「大都会」

光化学スモッグで、煙った高層ビル群。かんかんに照り付ける日差し。時折きらっと光る、ビルの窓。彼方から聞こえるクランクションの音。一定のリズムを刻む、ハンマーの音。汚れた海、灰色の大地。乱立するビルが、上空から見るとまるで人間の腸内の繊毛のようにみっしりとはえている。ヒートアイランド現象で起こる陽炎で、その繊毛はゆらりとうごめいて見える。幾何学的に削り取られた人口の湾の中から、黒い泡を破って出てくる、一本の巨大な腕。そして、もう一本。二本の腕は手を焼けたコンクリートに押し付け、ぐいと力を入れる。めり込み、アスファルトと癒着する腕。湾内から、巨大な頭が出てくる。陸に押し寄せた波は、コンクリの熱さで湯気を立てる。頭に続いて、胴体。そして足。湾内から出てきたのは、灰色をした巨大な胎児。その皮膚は、鉄筋コンクリートの張りぼて。その目はにごった白いサーチライト。しかし、光がともることはない。そのうっすら生えた髪の毛は、おびただしい数の配水管、パイプ。動くたびに汚水が垂れる。劣化した皮膚からは、さびた鉄筋。筋肉はひしめくワイヤー。流れる血は、コンクリに染み込んだ黒い雨水。

ハイハイをして、巨大な胎児は都市に向かって動き出す。地面についた手足はすぐに癒着し、一歩踏み込むたびにそれをアスファルトごと引っぺがし、転んではビルを引きちぎり、身体にガラスを食い込ませながらどんどん大きくなっていく。

都会を歩く会社員も、OLも、誰も異変に気付かない。いや気付いていても気にしない。なぜなら彼らは今仕事中だからだ。変なものに気を取られてへまをやれば、また上司に怒られる。

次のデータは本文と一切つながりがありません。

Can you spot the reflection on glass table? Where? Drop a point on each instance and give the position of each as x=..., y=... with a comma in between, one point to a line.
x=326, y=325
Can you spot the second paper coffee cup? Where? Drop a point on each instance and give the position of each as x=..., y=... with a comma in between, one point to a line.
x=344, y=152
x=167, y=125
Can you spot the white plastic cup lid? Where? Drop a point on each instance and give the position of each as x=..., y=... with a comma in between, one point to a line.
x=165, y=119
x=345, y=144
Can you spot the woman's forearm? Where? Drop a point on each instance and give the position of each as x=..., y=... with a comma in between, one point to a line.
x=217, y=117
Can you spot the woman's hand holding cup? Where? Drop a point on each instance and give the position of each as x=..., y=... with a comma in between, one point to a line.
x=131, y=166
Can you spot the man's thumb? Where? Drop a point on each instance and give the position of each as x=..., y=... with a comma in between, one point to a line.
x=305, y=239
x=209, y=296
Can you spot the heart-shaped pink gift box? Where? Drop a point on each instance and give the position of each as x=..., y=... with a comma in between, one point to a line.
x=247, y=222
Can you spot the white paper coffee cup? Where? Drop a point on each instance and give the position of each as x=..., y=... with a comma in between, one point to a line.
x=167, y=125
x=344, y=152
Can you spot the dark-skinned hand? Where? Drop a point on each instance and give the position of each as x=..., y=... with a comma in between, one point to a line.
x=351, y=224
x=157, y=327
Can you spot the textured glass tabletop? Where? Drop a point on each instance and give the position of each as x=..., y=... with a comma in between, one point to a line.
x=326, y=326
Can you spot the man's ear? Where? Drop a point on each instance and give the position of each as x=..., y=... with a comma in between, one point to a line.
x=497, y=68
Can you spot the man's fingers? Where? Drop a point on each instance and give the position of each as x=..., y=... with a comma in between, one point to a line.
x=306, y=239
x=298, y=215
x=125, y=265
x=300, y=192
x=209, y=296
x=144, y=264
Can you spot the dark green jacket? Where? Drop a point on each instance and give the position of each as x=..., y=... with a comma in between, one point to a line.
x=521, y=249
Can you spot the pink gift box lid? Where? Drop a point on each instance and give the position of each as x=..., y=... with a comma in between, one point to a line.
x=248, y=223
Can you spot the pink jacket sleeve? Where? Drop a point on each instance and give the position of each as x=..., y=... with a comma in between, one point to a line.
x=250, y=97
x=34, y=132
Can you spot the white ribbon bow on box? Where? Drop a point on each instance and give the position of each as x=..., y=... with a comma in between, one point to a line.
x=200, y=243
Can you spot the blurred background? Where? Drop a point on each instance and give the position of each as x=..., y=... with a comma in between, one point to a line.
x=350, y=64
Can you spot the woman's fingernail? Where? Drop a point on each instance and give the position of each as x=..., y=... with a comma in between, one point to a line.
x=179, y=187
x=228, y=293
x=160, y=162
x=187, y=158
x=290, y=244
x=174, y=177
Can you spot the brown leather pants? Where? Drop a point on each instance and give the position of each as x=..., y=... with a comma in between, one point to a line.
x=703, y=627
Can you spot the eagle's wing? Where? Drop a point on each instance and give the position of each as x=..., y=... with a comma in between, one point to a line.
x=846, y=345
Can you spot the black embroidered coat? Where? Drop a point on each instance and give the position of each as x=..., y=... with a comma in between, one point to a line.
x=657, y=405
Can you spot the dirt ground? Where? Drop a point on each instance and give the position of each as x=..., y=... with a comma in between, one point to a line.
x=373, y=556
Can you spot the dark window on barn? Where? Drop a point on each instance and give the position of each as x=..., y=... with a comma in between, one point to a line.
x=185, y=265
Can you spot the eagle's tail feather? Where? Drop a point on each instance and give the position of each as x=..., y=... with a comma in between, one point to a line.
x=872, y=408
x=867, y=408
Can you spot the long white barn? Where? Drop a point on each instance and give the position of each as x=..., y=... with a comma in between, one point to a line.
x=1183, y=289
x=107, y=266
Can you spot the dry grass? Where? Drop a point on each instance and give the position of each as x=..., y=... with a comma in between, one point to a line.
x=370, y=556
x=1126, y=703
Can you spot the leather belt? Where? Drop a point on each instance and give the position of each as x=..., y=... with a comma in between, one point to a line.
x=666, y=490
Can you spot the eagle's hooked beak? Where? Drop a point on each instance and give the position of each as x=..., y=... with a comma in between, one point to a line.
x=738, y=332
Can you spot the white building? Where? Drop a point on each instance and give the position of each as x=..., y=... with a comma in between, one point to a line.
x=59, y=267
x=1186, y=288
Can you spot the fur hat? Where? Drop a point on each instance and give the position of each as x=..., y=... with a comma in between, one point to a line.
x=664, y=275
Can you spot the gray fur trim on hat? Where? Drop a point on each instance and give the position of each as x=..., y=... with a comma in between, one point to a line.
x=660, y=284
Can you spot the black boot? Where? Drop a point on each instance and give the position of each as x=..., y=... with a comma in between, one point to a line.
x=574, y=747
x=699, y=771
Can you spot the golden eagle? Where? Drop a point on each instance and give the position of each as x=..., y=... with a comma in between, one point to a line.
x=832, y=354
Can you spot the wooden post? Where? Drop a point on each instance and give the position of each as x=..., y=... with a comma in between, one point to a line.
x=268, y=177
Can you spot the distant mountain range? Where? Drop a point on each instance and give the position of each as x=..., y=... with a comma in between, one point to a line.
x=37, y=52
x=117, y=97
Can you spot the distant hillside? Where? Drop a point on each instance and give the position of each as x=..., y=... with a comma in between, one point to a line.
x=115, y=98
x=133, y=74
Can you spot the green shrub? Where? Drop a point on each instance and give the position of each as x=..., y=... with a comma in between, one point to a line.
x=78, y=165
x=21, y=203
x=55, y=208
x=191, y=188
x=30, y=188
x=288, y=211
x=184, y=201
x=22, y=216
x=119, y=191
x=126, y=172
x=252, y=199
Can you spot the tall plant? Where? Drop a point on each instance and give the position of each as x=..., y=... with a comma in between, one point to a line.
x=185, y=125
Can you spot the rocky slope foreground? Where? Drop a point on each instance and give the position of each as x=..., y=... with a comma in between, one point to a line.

胎児は町と同化しながら、それでも歩く。腹には電波塔が突き刺さり、背中からは高層ビルが斜めに生えて、捨てられた瓦礫の山を足に引きずり、産毛に壊れた自転車を絡ませて、なおも巨大化しつづける。胎児に食い込んだビルの中で、上司は相変わらず部下を怒鳴り、会社員は汗をぬぐい、腕に癒着した道路の上では、こじきが寝つづけ、人々が手に荷物を持ち、酔った誰かの吐捨物が撒き散らされ、アスファルトからはじわりと、虹色の油を含んだ液体がにじみでている。

胎児はやがて都市の中心までたどり着く。そこはスモッグの煙で何も見えない。日の光が、動くたびに背中のビルにきらきら反射する。

もはやビルやコンクリートや鉄くずの塊になった胎児は、天を仰ぐ。

吐息はスモッグになって胎児と、その周りに溶けてくっついた都会のビル郡を包み込む。

そのまま胎児は固まった。顔だった部分を一番のてっぺんにして、それは巨大な塔になる。それは天にも届くバベルの塔。それは、木々がそのまま高層ビルになった万丈の山。この塔を崩し、人々に罰を与える神は、もうここにはいない。

この塔の中で、まだ気付かないふりをして働き蠢き続ける人々は、いつしかその塔の血となり肉となり、塔に刺さったビルの中を隅々まで満たす。この巨大な塔が日を受けてきらきら光るのは、そのうごめきがビルの窓から透けて見えるからだ。

この都会からは、もう色彩も、音楽も、香りも、暖かさもない。コントラストの強いモノクローム写真。最初からこの都市にそんなものは無かったのかもしれない。それを知っている人はもういない。大都会の塊でできた塔の中を泳ぎまわる人は、何も言わない。

日はますます強まり、塔を覆うコンクリは乾きひび割れ陥没し、そこから体液や人や油混ざって流れ出ていき、いつしか都会の塔は死ぬ。しかしその塔が今まで生きていたのか、知る者はいない。

今あるのは、崩れた都会の塔。巨大なその廃墟のみ・・・。